His canines were distinct—thick, elongated, and far too sharp for a human mouth.
Dane stiffened, his gaze locking onto the man’s mouth. “Your teeth,” he murmured, hand drifting to his own jaw. “I only have those when I shift. When the transformation takes the bone.”
“Shifting is unnecessary,” Goran said, his rumble dropping an octave. “We are the weapon. The Hounds of the Dusk. Immortal and unbreakable. We lived to serve the High Lords.”

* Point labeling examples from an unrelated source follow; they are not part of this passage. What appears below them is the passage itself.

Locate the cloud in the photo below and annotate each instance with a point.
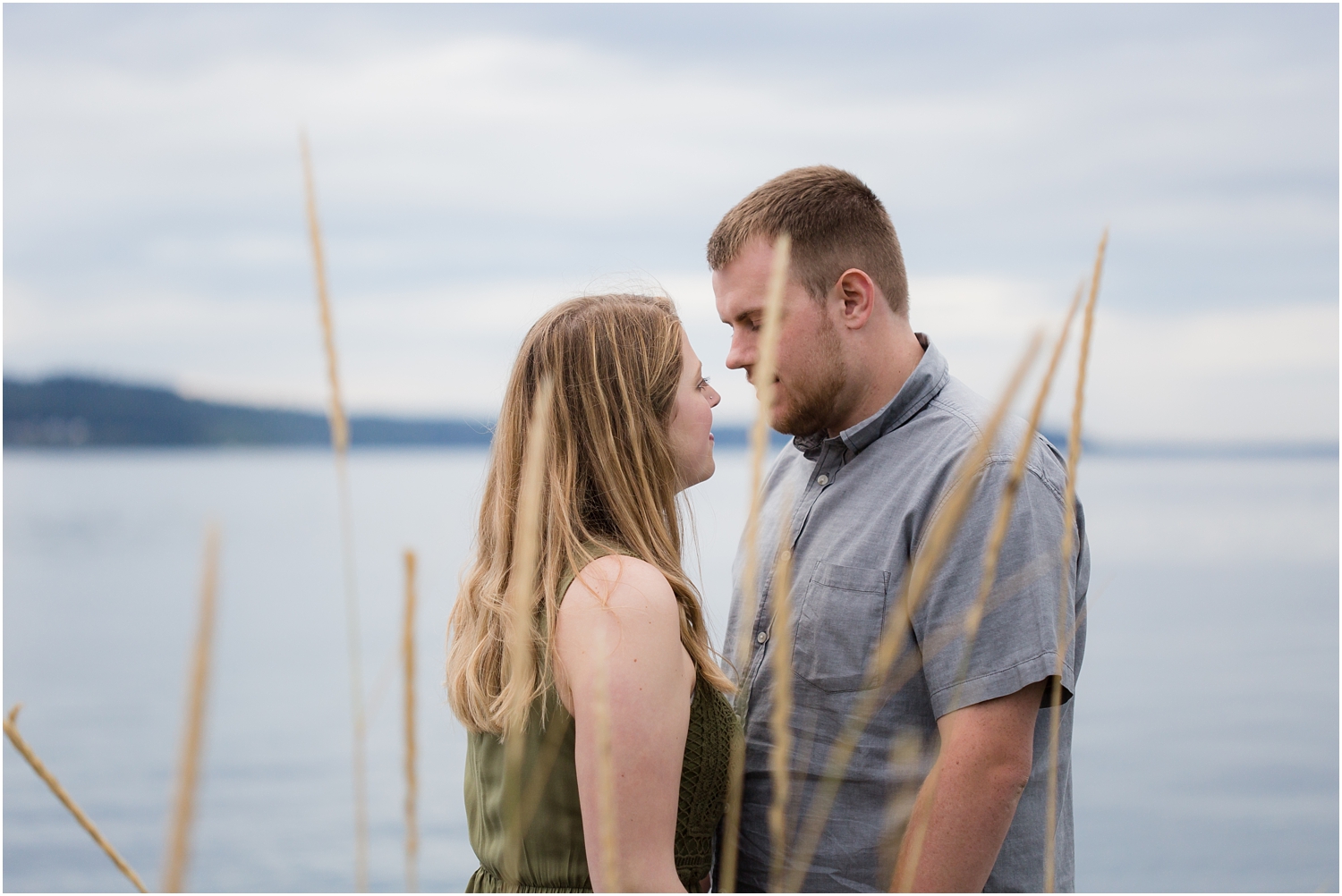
(475, 165)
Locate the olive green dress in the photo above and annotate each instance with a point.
(553, 855)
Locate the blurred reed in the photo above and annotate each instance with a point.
(193, 724)
(762, 376)
(891, 644)
(520, 657)
(1074, 456)
(340, 445)
(606, 769)
(411, 758)
(11, 730)
(780, 655)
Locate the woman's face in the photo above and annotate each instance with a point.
(692, 420)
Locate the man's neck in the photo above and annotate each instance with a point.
(882, 375)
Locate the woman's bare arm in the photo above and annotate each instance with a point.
(620, 619)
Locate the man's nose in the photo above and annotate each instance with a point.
(741, 353)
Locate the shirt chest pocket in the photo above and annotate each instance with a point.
(837, 624)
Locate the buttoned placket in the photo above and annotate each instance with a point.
(834, 455)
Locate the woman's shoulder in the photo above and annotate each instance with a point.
(617, 581)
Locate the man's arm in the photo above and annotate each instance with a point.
(968, 801)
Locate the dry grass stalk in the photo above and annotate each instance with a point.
(11, 730)
(193, 726)
(340, 443)
(1074, 456)
(974, 616)
(606, 770)
(780, 649)
(905, 762)
(520, 657)
(411, 758)
(941, 534)
(767, 364)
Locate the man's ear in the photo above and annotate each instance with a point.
(859, 295)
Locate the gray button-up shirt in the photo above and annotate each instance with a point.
(858, 506)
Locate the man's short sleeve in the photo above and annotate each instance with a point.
(1022, 630)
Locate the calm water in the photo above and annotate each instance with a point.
(1207, 723)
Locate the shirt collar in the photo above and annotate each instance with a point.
(922, 385)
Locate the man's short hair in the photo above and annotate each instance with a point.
(837, 223)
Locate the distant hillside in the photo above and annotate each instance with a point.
(75, 410)
(85, 412)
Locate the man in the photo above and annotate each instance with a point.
(879, 429)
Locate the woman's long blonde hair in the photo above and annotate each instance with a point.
(609, 479)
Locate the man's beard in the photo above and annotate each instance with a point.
(812, 408)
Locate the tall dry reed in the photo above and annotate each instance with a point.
(340, 445)
(520, 656)
(411, 748)
(765, 367)
(11, 730)
(974, 616)
(780, 651)
(193, 723)
(891, 644)
(606, 802)
(1074, 456)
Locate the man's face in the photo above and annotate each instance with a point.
(811, 370)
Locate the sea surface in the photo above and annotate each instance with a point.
(1207, 722)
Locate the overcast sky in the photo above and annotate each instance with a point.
(478, 164)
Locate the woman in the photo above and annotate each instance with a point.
(617, 633)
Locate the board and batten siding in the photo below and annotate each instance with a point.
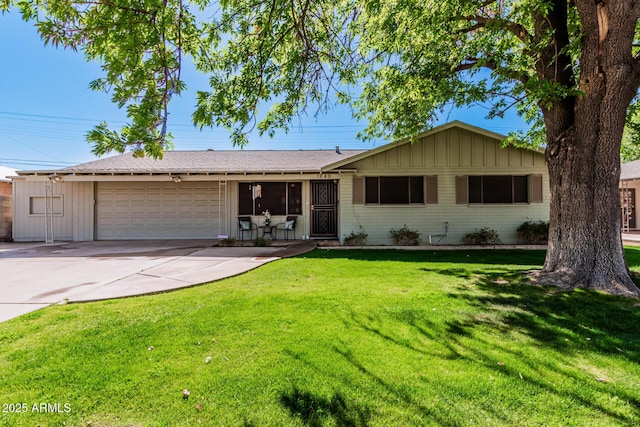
(450, 155)
(74, 222)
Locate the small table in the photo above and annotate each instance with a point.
(268, 230)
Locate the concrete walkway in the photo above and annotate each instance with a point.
(33, 276)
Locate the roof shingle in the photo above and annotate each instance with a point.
(236, 161)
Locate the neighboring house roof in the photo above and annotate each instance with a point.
(196, 162)
(630, 171)
(5, 173)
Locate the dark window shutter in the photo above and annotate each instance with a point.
(432, 189)
(358, 190)
(536, 188)
(462, 192)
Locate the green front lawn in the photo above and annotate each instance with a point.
(338, 338)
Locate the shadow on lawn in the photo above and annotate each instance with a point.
(475, 256)
(316, 410)
(575, 324)
(568, 335)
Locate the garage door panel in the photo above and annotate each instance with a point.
(157, 210)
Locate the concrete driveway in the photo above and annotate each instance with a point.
(33, 276)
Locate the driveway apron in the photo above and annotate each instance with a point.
(33, 276)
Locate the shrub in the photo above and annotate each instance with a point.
(356, 239)
(229, 241)
(484, 236)
(533, 233)
(405, 237)
(261, 241)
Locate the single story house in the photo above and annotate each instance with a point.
(629, 184)
(6, 207)
(456, 174)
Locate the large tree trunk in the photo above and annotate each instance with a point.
(583, 154)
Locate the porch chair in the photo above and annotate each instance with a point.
(441, 237)
(246, 226)
(289, 225)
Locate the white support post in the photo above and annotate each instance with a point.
(48, 212)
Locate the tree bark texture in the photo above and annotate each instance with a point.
(584, 134)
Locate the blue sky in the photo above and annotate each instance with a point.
(46, 108)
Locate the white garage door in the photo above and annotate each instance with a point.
(159, 210)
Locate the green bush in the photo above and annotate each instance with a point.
(533, 233)
(356, 239)
(405, 237)
(484, 236)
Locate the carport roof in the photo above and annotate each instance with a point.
(211, 161)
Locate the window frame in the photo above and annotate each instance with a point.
(477, 190)
(292, 199)
(374, 187)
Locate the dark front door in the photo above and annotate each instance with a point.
(324, 209)
(628, 204)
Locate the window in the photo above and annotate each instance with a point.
(279, 198)
(394, 190)
(38, 205)
(498, 189)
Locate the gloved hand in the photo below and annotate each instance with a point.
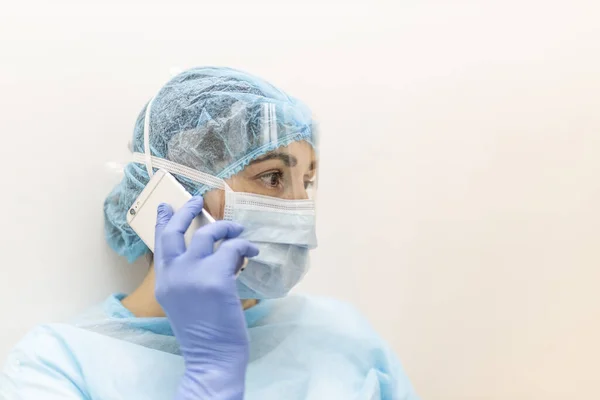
(196, 288)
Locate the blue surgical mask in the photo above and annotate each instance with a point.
(284, 231)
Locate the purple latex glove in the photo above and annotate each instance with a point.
(196, 288)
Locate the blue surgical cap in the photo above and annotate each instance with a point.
(214, 120)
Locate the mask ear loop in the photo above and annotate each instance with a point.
(147, 151)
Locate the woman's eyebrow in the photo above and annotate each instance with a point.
(287, 159)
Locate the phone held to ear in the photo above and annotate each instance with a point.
(162, 188)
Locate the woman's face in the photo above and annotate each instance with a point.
(287, 173)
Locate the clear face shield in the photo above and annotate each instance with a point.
(267, 183)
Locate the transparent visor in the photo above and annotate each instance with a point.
(274, 146)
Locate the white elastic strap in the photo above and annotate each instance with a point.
(147, 153)
(178, 169)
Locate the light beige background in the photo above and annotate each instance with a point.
(458, 206)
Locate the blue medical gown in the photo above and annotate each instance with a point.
(301, 348)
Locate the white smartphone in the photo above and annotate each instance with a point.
(162, 188)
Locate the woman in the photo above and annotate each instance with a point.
(247, 151)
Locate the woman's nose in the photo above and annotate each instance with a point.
(297, 191)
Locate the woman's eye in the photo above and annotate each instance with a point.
(272, 179)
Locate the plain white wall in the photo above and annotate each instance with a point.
(459, 185)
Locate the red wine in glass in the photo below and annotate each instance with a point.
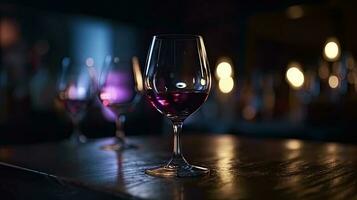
(177, 105)
(177, 82)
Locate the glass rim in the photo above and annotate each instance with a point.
(177, 36)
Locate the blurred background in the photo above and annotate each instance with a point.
(280, 69)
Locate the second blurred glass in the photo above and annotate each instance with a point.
(119, 90)
(76, 91)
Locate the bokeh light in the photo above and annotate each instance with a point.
(295, 76)
(293, 144)
(332, 49)
(226, 85)
(295, 12)
(333, 81)
(224, 70)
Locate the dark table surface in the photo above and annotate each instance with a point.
(241, 168)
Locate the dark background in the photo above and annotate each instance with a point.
(258, 38)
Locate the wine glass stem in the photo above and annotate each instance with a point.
(177, 142)
(119, 132)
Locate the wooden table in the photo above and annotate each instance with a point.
(241, 168)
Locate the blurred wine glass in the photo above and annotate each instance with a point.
(120, 85)
(76, 91)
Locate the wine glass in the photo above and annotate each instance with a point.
(75, 91)
(177, 82)
(120, 87)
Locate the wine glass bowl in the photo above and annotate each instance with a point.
(75, 91)
(177, 82)
(120, 86)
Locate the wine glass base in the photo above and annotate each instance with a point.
(169, 171)
(118, 147)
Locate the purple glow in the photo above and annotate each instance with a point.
(116, 89)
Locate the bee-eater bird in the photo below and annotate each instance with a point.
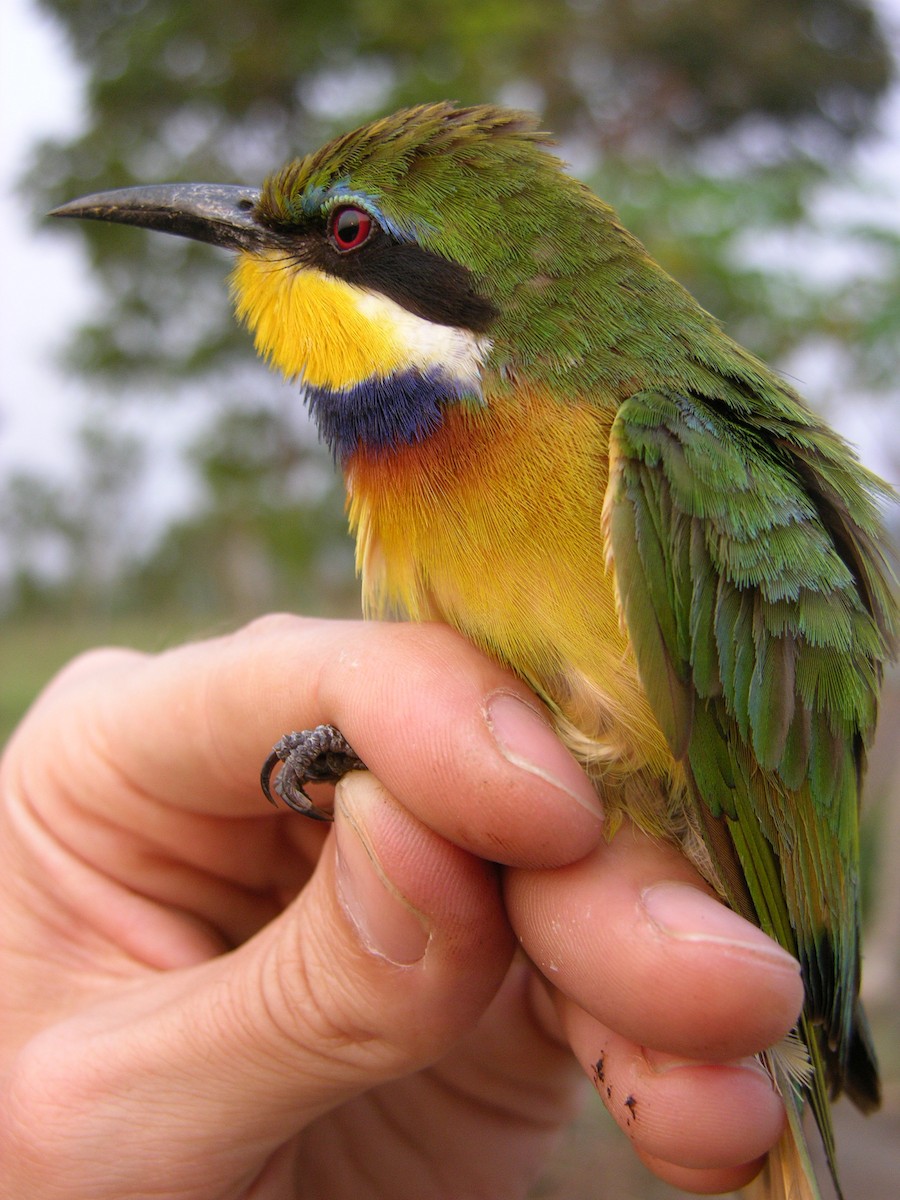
(551, 447)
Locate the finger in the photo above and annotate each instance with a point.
(391, 953)
(450, 733)
(707, 1119)
(635, 937)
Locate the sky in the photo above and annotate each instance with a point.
(46, 283)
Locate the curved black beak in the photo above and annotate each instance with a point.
(220, 214)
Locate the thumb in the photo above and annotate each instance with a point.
(390, 953)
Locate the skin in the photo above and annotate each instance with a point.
(256, 1009)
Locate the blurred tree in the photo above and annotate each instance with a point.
(712, 124)
(77, 537)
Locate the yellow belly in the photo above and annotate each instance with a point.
(495, 526)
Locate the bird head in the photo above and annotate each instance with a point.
(393, 268)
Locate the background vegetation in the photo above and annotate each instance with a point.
(727, 132)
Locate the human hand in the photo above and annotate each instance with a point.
(204, 997)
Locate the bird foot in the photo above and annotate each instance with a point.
(309, 756)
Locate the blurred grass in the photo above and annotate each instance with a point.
(34, 649)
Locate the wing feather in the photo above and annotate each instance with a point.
(760, 609)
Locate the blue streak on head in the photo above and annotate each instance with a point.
(383, 413)
(323, 198)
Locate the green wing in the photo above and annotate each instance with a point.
(760, 610)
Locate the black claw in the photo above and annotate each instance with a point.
(309, 756)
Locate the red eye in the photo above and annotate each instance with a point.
(351, 227)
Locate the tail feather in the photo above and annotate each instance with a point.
(789, 1174)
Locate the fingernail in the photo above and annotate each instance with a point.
(689, 915)
(660, 1063)
(387, 924)
(526, 739)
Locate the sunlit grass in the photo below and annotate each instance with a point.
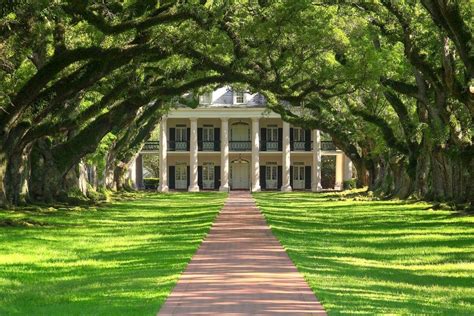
(119, 259)
(377, 257)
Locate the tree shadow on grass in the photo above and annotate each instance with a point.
(122, 259)
(377, 257)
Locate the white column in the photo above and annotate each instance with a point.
(132, 172)
(339, 172)
(163, 156)
(224, 155)
(347, 168)
(286, 158)
(316, 170)
(255, 155)
(193, 160)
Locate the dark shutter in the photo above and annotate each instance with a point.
(139, 172)
(217, 177)
(307, 177)
(263, 178)
(172, 138)
(188, 138)
(279, 177)
(307, 139)
(199, 138)
(280, 139)
(291, 176)
(292, 138)
(171, 177)
(200, 177)
(217, 139)
(263, 139)
(188, 175)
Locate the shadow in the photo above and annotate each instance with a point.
(376, 257)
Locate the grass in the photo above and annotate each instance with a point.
(376, 257)
(122, 258)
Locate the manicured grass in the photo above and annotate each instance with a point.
(119, 259)
(377, 257)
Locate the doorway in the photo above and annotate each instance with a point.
(181, 176)
(298, 177)
(239, 176)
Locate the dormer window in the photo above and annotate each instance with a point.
(205, 98)
(238, 97)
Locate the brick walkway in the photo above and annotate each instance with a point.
(241, 268)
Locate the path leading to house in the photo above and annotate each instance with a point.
(241, 268)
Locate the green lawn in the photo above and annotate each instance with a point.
(373, 257)
(119, 259)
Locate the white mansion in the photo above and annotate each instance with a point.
(231, 142)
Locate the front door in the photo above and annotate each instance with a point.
(181, 138)
(271, 177)
(240, 137)
(181, 177)
(240, 176)
(208, 176)
(298, 177)
(208, 137)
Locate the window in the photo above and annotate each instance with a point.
(239, 97)
(272, 133)
(205, 98)
(298, 134)
(181, 133)
(208, 133)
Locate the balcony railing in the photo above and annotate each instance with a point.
(151, 146)
(240, 145)
(234, 146)
(327, 145)
(209, 146)
(271, 146)
(178, 146)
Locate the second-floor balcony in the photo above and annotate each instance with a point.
(240, 145)
(151, 145)
(328, 145)
(209, 145)
(178, 145)
(237, 146)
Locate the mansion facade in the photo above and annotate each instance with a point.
(231, 142)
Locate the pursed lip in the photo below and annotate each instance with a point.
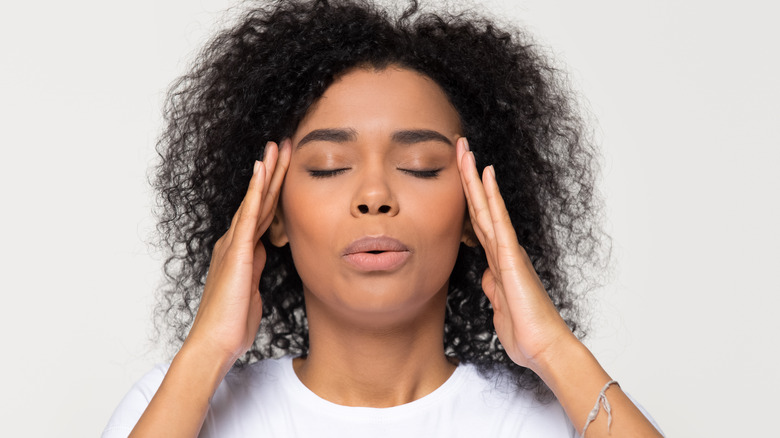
(374, 254)
(369, 243)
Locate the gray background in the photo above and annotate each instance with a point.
(687, 101)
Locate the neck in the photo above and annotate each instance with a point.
(382, 364)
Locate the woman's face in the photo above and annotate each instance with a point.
(372, 204)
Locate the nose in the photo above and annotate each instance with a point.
(374, 195)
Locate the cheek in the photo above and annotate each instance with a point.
(441, 213)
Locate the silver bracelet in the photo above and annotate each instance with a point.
(602, 400)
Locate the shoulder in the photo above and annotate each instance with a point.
(512, 411)
(132, 406)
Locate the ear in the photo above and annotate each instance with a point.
(276, 232)
(469, 238)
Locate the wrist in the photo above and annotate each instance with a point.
(567, 361)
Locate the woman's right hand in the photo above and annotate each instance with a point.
(231, 308)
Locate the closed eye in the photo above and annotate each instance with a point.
(426, 174)
(316, 173)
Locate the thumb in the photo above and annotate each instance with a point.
(489, 284)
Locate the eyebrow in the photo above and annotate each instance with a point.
(408, 136)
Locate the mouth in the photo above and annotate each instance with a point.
(372, 254)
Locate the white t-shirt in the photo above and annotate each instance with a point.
(266, 399)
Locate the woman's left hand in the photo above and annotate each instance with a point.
(527, 323)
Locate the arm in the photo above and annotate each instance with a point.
(229, 313)
(528, 324)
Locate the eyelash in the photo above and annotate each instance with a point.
(424, 174)
(327, 173)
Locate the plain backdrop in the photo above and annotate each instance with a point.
(687, 103)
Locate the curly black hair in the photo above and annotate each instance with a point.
(255, 81)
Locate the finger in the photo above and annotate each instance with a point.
(477, 200)
(244, 230)
(274, 187)
(506, 238)
(267, 156)
(270, 155)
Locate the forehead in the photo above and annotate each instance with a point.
(391, 98)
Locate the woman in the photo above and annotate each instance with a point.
(398, 291)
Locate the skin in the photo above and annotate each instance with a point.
(369, 328)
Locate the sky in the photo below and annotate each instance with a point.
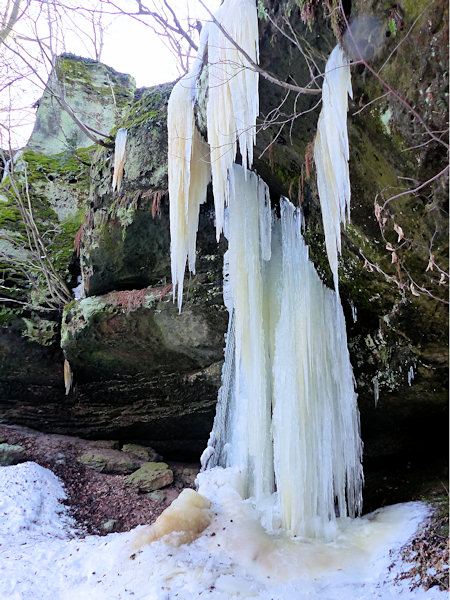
(43, 554)
(130, 46)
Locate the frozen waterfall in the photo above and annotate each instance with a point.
(287, 418)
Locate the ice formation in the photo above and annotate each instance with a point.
(331, 154)
(287, 417)
(231, 114)
(180, 523)
(189, 175)
(119, 158)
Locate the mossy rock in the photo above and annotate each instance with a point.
(150, 477)
(143, 452)
(114, 462)
(140, 331)
(97, 94)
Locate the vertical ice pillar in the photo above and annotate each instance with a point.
(331, 154)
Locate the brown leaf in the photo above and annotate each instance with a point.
(399, 230)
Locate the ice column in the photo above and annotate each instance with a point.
(316, 438)
(331, 154)
(233, 101)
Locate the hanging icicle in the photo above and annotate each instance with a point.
(287, 414)
(317, 446)
(331, 154)
(119, 158)
(189, 175)
(233, 103)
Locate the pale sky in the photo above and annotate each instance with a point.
(129, 47)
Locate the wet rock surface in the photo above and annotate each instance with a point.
(100, 502)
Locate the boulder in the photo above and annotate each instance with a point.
(109, 461)
(151, 476)
(143, 452)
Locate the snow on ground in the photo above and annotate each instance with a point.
(43, 556)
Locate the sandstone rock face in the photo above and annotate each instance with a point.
(105, 460)
(151, 476)
(143, 452)
(96, 93)
(143, 373)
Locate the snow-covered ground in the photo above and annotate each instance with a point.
(42, 556)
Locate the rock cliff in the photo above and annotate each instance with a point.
(143, 372)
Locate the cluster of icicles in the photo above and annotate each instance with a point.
(287, 416)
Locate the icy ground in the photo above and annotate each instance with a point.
(43, 556)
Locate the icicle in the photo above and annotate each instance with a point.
(233, 103)
(119, 158)
(376, 389)
(331, 154)
(250, 444)
(189, 175)
(68, 376)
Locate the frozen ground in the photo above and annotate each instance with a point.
(42, 556)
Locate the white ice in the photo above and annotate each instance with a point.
(42, 555)
(331, 154)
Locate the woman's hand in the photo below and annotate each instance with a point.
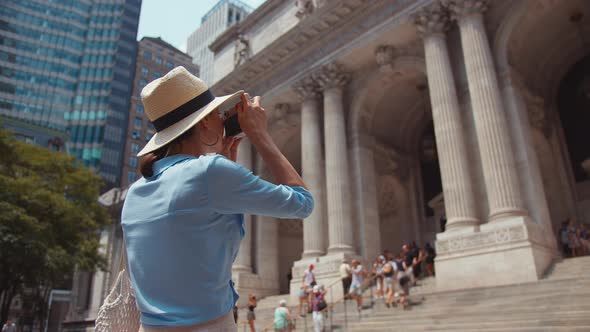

Dane had stopped eating. He stared at Goran with a look of horror and awe. “Slavery.”
“Purpose,” Goran countered. “To a Vor-Kahn, without a master, there is no sky. There is no ground.”
He looked down at his massive, scarred hands.
“But the Aetherkind… they were flawless beings with flawed hearts. They split. The Schism. Light-born against Dark-born. It tore Vaelor apart. And because we were their shadows, we were torn too.”
“You had to pick sides,” I whispered.
“We were ordered to,” Goran said. “The nature of the wolf is predatory. It calls to the dark. Most of the Vor-Kahn went to the Umbrael Sovereignty. They became the butchers of the Dark Court.”
He looked up, meeting Dane’s eyes.
“I did not. I chose the Luminaris. The Light. I chose to protect, not to conquer.”
“You went to war with your own kind,” Dane muttered.
“An endless slaughter,” Goran corrected. “When the world broke, we ran. A handful of us. Light-born, Dark-born refugees who saw the end coming, Vor-Kahn who severed their leashes. We came here. To Aurathen. A world of humans.”
Dane leaned forward. “So, we’re… what? Copies?”
“Echoes,” Goran said gently.
“We were few. Too few to sustain our numbers,” Goran explained. “The Aetherkind tried to keep their blood pure, but they failed. The Light-born faded into the Calysteri. The Dark ones into Umbrakynn.”
He pointed a thick finger at Dane.
“And the Vor-Kahn… we were soldiers without a war. We began to take human mates. The magic in our blood was diluted, generation by generation. The immortality faded. The size diminished. The blind, telepathic obedience to the pack leader shattered into simple loyalty.”
Goran’s eyes softened, just a fraction.
“The beast remained, but the godhood was lost. You call yourselves Varkyn now. But the wolf inside you? That is the remnant of Vaelor. That is the memory of the Vor-Kahn, screaming for a master it will never find.”